Kini perhatian Ayla tertuju pada perahu kecil yang sedang menepi, jaraknya lumayan jauh dari Ayla duduk. Tapi cukup membuat kepala Ayla memutar ke kanan mengikuti gerakan perahu itu sampai ke pesisir, tatapan Ayla tidak berhenti sampai tiga orang di perahu itu turun.
"Mereka pasti dari melihat pagoda di pulau kecil itu. Hari ini memang sungguh indah untuk jalan-jalan," Ayla bergumam pelan.
"Cuacanya cerah bukan?" tanya Musi saling membenturkan ombaknya kecil. Ayla mengangguk sambil memanjangkan kakinya. Duduk beralaskan pinggir sungai.

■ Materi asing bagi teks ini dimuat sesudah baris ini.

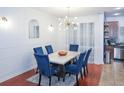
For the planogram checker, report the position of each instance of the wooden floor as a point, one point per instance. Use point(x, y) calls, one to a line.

"Seperti hati Putri Hanifa, cerah ceria. Sejak kedatangan Surya hatinya diselimuti perasaan yang berbeda. Akibat dari seorang laki-laki yang baru pertama kali dekat dengannya. Membuatnya lebih sering menyisir rambut yang tergerai panjang dengan tangannya sendiri, ketika angin mencoba untuk memberantaki. Sebelum keluar kamar beberapa kali berkaca hanya sekedar memastikan penataan bajunya cocok dan tidak terlihat seperti jemuran berjalan, atau seperti warna yang dipaksa bertabrakan hingga terlihat tidak jelas. Dan Putri Hanifa sering sekali berdehem untuk mengatur suaranya agar tidak terdengar aneh, bahkan saat tertawa kecil sekalipun. Benarlah kata orang. Jatuh cinta bisa membuatmu jadi cantik. Hal sekecil apapun pasti akan diperhatikan sebegitu detailnya. Tapi Putri Hanifa tahu, ada yang mengganjal di tatapan Surya. Seperti ada jurang antara dia dan Surya. Ekspresinya tak pernah bisa terbaca, kadang misterius. Kenapa? Dan ada apa?" Ujar Musi berhasil memancing Ayla dengan tatapan tak sabar kembali. Tatapan itu keluar dengan sendirinya karena mencari jawaban yang Ayla tanyakan di awal, ketika mengadukan kegundahannya pada Musi. Apa itu cinta?
Mata dan perasaan Ayla seakan melekat erat pada gambar yang disajikan oleh Musi. Terbawa suasana. Aylapun menikmati kisah ini, entah yang ke berapa kalinya, Musi berhasil menghilangkan gangguan perasaan Ayla pada keadaan apapun yang ditemuinya jika itu tidak ia suka, termasuk pada yang menimpa Kak Ulfa. Tidak ada lagi napas yang memburu kesal, dan segumpal sesak di dalam dada. Riak-riak air sungai Musi dingin menggerumuti kaki Ayla. Angin bergerumbulan menerpa tubuh Ayla, serbuan angin itu menciptakan hawa sejuk baginya. Tak lama kemudian kisah Putri Hanifa dan Gendis tergambar dengan jelas seketika.
***
"Putri, aku merasa kalian terlalu baik sampai berbagi rahasia yang kalian simpan sejak kecil padaku." Surya menyeka keringat di dahi. Matanya mengawasi sekitar. Tingkahnya seperti akan menemukan harta karun yang banyak, kemudian menyebabkan perang dunia yang hebat. Karena Gendis dan Putri Hanifa bilang ini adalah rahasia besar mereka.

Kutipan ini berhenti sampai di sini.